N.W.T. peatlands store 24 billion tonnes of carbon and are worth protecting, experts say

CBC
Monday, December 06, 2021 02:36:32 PM UTC

Our planet is changing. So is our journalism. This story is the second in a series, by CBC North, that examines carbon storage with the N.W.T.'s natural environment. It's also part of a CBC News initiative entitled Our Changing Planet to show and explain the effects of climate change and what is being done about it.

The N.W.T. is home to nearly one-fifth of Canada's peatlands, according to a researcher who says they're an asset worth protecting in the fight against climate change because of their capacity to store carbon. 

Lorna Harris, a postdoctoral fellow and ecosystem scientist at the University of Alberta, said peatlands cover about 230,000 square kilometres of land in the N.W.T., and they store 24 billion tonnes of carbon. That's the carbon equivalent of using nearly 200 billion barrels of oil.

"It is a large portion in the N.W.T., relative to some other provinces," she said, noting that the Mackenzie River basin, stretching from northern Alberta to the N.W.T., is the second largest expanse of peatland in Canada next to the Hudson Bay Lowlands. 

Peatlands are wetland ecosystems filled with organic matter that has collected over thousands of years. They are a type of carbon sink, because through the decaying process, that matter deposits carbon into the surrounding soil and peat, rather than releasing it into the atmosphere.

Peatlands cover swaths of temperate, boreal and subarctic regions and can be found in forests and in permafrost too.

A World Wildlife Fund-Canada (WWF) study unveiled at the Conference of the Parties (COP26) said Canada stores more than a quarter of the world's soil carbon, and suggests keeping that carbon in the ground — so it doesn't further exacerbates global warming — is key to the country's climate efforts. 
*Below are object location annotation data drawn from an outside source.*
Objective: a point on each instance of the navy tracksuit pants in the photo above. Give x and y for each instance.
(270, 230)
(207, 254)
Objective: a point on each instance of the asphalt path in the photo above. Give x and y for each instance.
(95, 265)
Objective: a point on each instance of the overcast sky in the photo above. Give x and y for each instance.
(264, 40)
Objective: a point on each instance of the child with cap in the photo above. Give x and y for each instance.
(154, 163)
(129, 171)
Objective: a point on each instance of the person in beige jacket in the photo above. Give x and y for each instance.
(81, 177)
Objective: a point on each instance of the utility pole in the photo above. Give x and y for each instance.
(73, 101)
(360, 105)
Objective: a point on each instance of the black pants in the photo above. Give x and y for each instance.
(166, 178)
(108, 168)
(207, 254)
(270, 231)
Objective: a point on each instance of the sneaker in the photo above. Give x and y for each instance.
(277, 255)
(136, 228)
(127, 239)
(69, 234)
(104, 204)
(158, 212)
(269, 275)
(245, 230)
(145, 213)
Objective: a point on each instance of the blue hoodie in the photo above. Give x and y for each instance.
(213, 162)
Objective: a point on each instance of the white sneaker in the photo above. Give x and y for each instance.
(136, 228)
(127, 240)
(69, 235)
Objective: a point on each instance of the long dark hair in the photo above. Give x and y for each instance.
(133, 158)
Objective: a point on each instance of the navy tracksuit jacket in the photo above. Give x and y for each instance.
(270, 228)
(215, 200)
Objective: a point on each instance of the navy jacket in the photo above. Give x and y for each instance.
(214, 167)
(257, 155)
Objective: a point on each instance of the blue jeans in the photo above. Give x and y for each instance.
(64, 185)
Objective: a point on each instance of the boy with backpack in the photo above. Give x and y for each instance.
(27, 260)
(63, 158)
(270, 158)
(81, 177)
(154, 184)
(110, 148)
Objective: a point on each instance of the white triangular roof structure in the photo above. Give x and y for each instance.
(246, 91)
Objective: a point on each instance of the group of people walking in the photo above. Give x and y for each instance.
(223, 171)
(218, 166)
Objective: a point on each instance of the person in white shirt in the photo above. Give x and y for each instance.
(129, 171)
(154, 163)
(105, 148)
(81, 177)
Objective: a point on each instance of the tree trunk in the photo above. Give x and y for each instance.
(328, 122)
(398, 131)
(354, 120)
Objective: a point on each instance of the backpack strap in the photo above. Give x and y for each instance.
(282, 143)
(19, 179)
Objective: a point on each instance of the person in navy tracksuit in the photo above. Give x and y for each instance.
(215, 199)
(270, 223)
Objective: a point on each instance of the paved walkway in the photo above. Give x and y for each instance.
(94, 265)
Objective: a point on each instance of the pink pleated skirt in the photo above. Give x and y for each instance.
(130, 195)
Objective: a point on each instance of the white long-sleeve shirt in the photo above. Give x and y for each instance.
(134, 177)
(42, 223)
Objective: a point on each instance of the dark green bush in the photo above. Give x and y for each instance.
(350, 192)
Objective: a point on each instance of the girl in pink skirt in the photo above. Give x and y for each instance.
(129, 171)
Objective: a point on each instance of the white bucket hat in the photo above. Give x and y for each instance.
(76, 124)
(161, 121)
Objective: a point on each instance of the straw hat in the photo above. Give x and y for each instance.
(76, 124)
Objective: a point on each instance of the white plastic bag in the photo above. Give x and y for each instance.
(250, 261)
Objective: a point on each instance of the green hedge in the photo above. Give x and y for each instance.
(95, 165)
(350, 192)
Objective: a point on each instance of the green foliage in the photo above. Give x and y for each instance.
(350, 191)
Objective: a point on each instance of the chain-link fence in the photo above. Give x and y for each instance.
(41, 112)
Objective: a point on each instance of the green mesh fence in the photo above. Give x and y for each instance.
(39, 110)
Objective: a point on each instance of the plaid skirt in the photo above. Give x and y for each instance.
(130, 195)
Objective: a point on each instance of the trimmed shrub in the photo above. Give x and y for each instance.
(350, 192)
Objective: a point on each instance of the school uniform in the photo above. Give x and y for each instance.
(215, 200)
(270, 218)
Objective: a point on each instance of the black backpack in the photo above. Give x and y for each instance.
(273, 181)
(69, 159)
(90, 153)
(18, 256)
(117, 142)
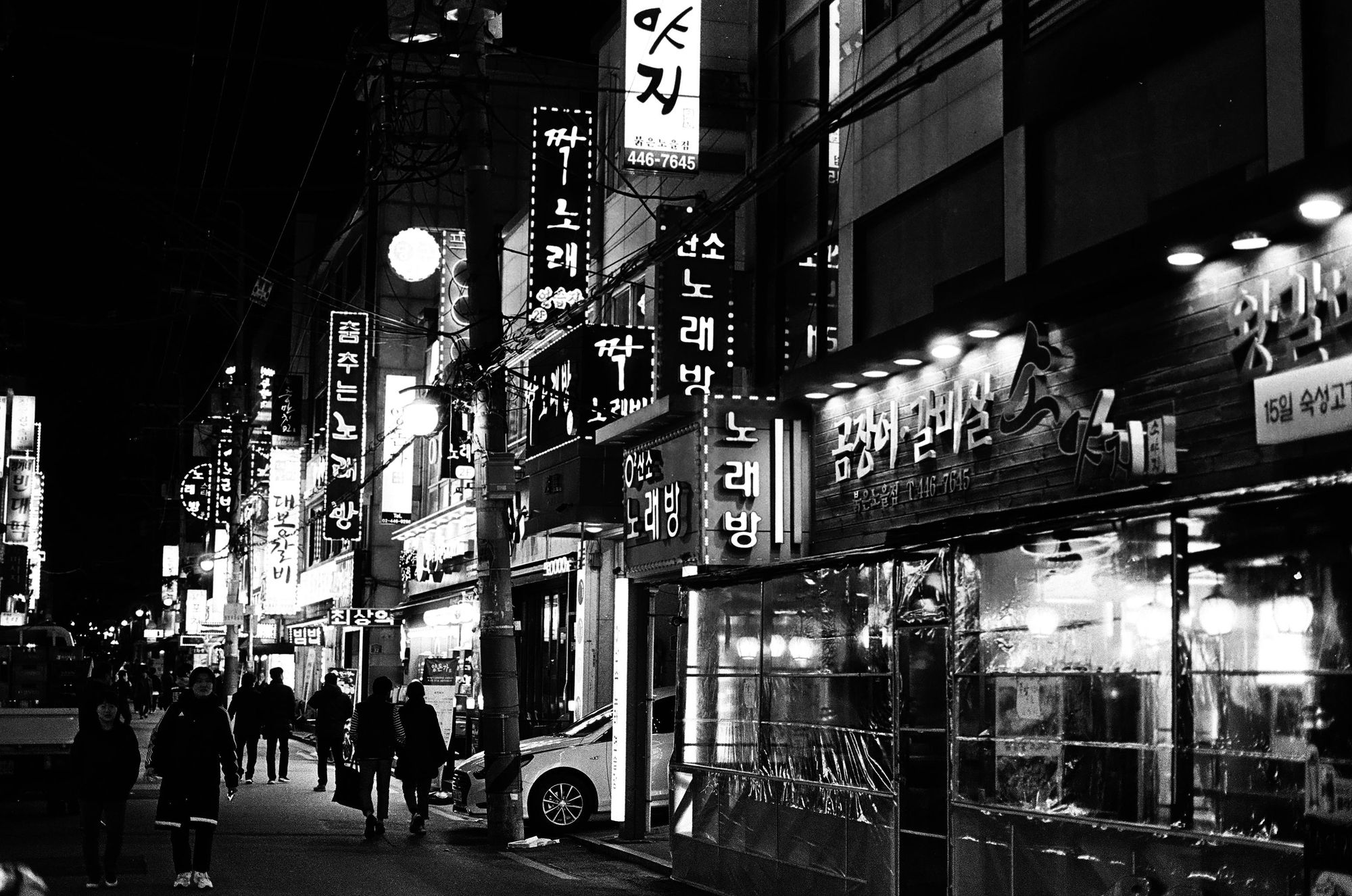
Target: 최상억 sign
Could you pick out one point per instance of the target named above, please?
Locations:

Harris, the lead author of a separate study published recently in Frontiers in Ecology and the Environment, concludes the biggest threats to northern peatlands are human activities like mining, logging and agriculture, as well as wildfire and permafrost thaw. 

Steven Nitah, a senior advisor to the Indigenous Leadership Initiative and one of lead negotiators in the establishment of the Thaidene Nëné Indigenous Protected Area, said parts of the N.W.T., like its peatlands, are "globally significant" and "provide a nature service that's definitely required to give us a fighting chance" in the face of climate change. 

He said the first thing that needs to be done is to identify those important areas and to work across levels of government — Indigenous, territorial and federal — to protect and manage them. 

The federal government has committed to protecting or conserving 25 per cent of Canada's land by 2025 and working toward protecting 30 per cent by 2030, as part of the country's efforts to fight climate change and defend vulnerable species and ecosystems. 

Nitah said Canada has protected about 15 per cent of its land so far. 

"To double that protection, they [the federal government] need to conserve or protect the quantum land roughly the size of Manitoba," he said, pointing out an opportunity for the N.W.T. to advocate that its lands be protected. 

Nitah said the N.W.T. can continue to demonstrate itself as a leader in Indigenous land protection and management by identifying the right areas for protection as the federal government works toward that goal.